I know, we’re not done until tomorrow. And I’ll have stuff to share and work on after I’m back. But our last case studies are being presented shortly. And I can’t talk about content for reasons of confidentiality (what was shared stays within the group). We have a nice dinner out tonight. And we do communion and evaluations tomorrow. And then we head home. Where neither parish life nor family life has remained static in our absence.
Mind you, the case studies have been productive. Hearing our peers address the kinds of things we’re dealing with gives perspectives and new ideas. But what I’m thinking about now is the last chapter of Dueteronomy, which we heard at worship before lunch. God is showing Moses the promised land, towards which he has been leading God’s people for most of his life, and which he will never enter. That had to be hard: to take the people to the brink, but never to enter the promised land. And my thoughts were going a couple differnet directions.
First, that Moses went off after his vision, presumably alone, and died. God buried him in an unknown and unmarked grave. Which will probably speak to me in retirement, and probably should be speaking to me about leaving my work at St. Andrew’s in January. But which more immediately resonates with a question I was asked, about seeing ideas I’ve been holding before the congregation for years picked up by someone else and be carried to fruition by them, and to be identified with them in their success. Or, as has often happened, to have someone come back from a meeting somewhere, where they heard someone say something I’ve been saying for years, and bring it back as a new and exciting learning. I think we’ve all been there.
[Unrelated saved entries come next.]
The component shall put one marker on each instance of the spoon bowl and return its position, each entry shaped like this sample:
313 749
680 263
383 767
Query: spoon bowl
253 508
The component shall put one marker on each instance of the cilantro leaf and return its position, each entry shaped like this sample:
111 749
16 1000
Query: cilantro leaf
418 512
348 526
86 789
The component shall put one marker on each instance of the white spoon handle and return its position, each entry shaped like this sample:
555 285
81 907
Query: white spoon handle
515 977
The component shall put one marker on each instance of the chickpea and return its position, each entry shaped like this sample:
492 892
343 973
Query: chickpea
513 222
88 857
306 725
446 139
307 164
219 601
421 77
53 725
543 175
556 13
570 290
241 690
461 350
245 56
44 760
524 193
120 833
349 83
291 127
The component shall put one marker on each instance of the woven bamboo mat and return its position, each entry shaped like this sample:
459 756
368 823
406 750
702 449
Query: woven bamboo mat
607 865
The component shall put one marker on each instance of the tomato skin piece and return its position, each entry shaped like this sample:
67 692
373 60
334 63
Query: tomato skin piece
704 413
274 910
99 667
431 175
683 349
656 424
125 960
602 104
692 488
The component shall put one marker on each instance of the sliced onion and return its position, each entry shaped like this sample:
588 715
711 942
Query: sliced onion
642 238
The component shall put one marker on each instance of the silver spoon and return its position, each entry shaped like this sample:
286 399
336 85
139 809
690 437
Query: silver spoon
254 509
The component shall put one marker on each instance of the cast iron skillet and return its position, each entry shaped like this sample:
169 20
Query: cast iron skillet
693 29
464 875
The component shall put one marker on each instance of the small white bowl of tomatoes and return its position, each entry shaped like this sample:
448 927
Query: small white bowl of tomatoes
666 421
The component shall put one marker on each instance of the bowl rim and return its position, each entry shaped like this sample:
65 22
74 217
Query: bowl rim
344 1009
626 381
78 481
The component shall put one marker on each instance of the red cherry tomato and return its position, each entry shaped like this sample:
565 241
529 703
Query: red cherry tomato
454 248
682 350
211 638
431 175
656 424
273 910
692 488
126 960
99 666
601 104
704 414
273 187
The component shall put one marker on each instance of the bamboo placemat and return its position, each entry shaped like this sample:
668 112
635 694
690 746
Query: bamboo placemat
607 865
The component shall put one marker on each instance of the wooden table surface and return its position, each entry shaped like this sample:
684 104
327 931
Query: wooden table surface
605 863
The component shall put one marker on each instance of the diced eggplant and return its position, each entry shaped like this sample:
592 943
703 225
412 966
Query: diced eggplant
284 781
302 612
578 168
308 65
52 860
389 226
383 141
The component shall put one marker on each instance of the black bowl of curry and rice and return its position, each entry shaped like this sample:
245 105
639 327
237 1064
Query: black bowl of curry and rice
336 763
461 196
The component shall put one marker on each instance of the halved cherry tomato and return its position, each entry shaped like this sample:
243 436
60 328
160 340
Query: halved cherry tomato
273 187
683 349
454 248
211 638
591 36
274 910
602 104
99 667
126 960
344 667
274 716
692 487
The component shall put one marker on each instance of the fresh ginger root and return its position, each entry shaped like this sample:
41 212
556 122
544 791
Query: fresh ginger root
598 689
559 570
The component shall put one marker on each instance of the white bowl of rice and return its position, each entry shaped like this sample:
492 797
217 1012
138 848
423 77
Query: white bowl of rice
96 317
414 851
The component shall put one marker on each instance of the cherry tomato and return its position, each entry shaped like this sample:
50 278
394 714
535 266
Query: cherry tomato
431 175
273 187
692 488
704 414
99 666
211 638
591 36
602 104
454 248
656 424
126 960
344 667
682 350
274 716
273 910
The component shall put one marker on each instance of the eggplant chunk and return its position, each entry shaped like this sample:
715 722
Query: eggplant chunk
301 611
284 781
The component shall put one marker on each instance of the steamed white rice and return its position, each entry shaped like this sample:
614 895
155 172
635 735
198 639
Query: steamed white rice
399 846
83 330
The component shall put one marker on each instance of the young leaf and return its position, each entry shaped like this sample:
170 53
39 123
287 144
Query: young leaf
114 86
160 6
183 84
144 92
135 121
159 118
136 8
And it’s probably healthy that we don’t so need to identify ourselves with our work that we need to be given the credit for what has finally come to happen. I’m sure I’m building on the base of other’s work myslef.
I was also thinking that, in congregational life, we never do reach a promised land where we can rest. We can pause. But we are a people on a journey. There never is, in this world anyway, a promised land where we can simply rest and stay and not move on. God is always calling us to something new, something beyond whatever we may have envisioned.
I’m not sure that’s what any of us is looking for. But to paraphrase words we heard elsewhere this morning: God loves us very much just the way we are. But God loves us far too much to let us remain the way we are forever. To which I can only say, “Amen.”